Log-log plot of average numbers of self-avoiding walks of length $N$ on $k$ joined semi-infinite planes, divided by ${\mu }_k^N$. Here, ${\mu }_1={\mu }_2=\mu$ is the known connective constant of SAWs on ordinary square lattices, while ${\mu }_k$ for $k>2$ are connective constants fitted from these data. For $k\le 2$, the $\gamma$ exponents are in agreement with ${\gamma }_1=61/64$ [9] and ${\gamma }_2=\gamma =43/32$ [7], while they are equal to 1 for $k>2$.

Figure 2

Log-log plot of rms end-to-end distances of self-avoiding walks in the directions parallel and perpendicular to the spine, for $k=3$, 4, and 6. We do not show the data for $k=1$ and 2, since they scale according to the well-known Flory exponent, ${\left[\langle x^2\rangle \right]}^{1/2}\sim {\left[\langle y^2\rangle \right]}^{1/2}\sim N^{3/4}$. The asymptotic scaling is reached fastest for $k=6$, and slowest for $k=3$.

Figure 3

Log-log plot of the average squared magnetization density at fixed $y$, for $k$ Ising models joined at $y=0$. The temperature is the critical one for single lattices.

Figure 4

Non-normalized distributions of the Ising magnetization densities at $y=0$, (a) for $k=2$ and (b) for $k=3$.

Figure 5

Probabilities $P\left(t\right)$ that a percolation cluster at $p=p_c$ continues to grow for time $\ge t$. Clusters start growing at the line $y=0$.

Figure 6

Non-normalized distributions of the density ${\rho }_0$ of sites on the axis $y=0$ “wetted” by clusters that start to grow at $y=0$. In these simulations $L_x$ was finite, but $L_y$ was so large as to be effectively infinite.
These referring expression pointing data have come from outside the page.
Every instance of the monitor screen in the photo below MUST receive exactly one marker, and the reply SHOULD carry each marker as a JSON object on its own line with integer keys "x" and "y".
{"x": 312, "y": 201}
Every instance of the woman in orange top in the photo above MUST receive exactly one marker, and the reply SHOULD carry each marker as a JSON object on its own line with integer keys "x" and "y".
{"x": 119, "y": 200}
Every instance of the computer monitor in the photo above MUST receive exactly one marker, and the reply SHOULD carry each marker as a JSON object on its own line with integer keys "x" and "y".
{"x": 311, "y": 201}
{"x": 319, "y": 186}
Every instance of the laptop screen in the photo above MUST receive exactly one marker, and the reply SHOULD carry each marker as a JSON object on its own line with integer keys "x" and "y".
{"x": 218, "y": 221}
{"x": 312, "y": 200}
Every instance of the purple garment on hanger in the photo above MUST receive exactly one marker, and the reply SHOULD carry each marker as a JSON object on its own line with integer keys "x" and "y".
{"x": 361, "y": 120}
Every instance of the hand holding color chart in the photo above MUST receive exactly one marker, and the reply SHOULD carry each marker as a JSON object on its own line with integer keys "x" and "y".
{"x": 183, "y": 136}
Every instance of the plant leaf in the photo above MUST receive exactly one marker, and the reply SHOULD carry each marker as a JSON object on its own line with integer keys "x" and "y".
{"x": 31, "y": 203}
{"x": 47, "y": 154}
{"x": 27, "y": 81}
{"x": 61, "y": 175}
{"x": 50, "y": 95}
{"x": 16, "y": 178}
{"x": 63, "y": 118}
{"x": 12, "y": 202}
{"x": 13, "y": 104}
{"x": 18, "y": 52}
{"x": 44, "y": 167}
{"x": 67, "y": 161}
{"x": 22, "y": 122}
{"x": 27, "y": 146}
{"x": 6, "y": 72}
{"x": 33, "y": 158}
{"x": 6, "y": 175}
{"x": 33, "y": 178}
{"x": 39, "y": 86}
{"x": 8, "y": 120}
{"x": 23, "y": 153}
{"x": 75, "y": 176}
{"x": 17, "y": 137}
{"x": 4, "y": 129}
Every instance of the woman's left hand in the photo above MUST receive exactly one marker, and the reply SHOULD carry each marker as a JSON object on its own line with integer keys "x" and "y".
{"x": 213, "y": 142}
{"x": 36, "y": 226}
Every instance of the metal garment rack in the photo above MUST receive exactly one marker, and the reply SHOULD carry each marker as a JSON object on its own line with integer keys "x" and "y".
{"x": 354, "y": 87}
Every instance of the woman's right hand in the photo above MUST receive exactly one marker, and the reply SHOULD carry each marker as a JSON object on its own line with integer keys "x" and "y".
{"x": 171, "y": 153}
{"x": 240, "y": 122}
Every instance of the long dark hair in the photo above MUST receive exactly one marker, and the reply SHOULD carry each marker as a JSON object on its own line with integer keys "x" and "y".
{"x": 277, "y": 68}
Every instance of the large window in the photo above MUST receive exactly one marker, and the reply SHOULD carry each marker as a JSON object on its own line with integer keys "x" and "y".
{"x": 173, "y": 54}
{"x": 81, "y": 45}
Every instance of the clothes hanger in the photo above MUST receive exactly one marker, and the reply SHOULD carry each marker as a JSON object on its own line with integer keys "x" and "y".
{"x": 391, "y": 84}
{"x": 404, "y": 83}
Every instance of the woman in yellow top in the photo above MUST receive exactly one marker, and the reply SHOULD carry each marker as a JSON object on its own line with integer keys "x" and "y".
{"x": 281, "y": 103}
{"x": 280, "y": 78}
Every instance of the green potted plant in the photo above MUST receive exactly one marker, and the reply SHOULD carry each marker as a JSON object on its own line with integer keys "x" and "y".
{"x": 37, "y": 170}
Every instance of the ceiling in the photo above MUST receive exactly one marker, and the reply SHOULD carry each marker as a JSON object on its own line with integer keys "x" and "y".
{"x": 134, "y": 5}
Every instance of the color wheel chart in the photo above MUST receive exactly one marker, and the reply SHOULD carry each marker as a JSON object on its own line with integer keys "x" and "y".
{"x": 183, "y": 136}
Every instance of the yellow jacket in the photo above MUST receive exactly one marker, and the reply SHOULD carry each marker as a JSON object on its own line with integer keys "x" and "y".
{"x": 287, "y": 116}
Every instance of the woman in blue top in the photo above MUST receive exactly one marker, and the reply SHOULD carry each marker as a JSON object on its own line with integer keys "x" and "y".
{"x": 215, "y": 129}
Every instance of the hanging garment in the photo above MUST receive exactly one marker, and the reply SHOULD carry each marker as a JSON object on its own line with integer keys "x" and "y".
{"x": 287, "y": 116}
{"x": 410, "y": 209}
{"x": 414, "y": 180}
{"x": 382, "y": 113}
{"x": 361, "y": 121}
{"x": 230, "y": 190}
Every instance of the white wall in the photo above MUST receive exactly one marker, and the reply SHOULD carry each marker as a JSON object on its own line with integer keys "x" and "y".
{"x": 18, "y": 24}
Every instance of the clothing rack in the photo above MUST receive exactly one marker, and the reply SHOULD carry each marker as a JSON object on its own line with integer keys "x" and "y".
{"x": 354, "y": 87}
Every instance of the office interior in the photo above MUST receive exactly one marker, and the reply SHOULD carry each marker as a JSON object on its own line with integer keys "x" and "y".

The left-hand peak corresponds to clusters that died early, while the right-hand peak corresponds to clusters that grow to values $y\gg L_x$.

Figure 7

Log-log plots of the (squared) cluster growth in the $x$ direction, for $k=2,3,...,8$. For $k=2$, we have of course the usual growth of two-dimensional (2D) percolation clusters, but for $k>2$, the growth follows power laws with larger exponents.

Figure 8

Log-log plots of average cluster sizes, for subcritical clusters grown from seeds at $y=0$ on infinitely large lattices. For $k\le 2$, we recover the known scaling laws, and for $k\ge 3$, we find again scaling laws with new exponents.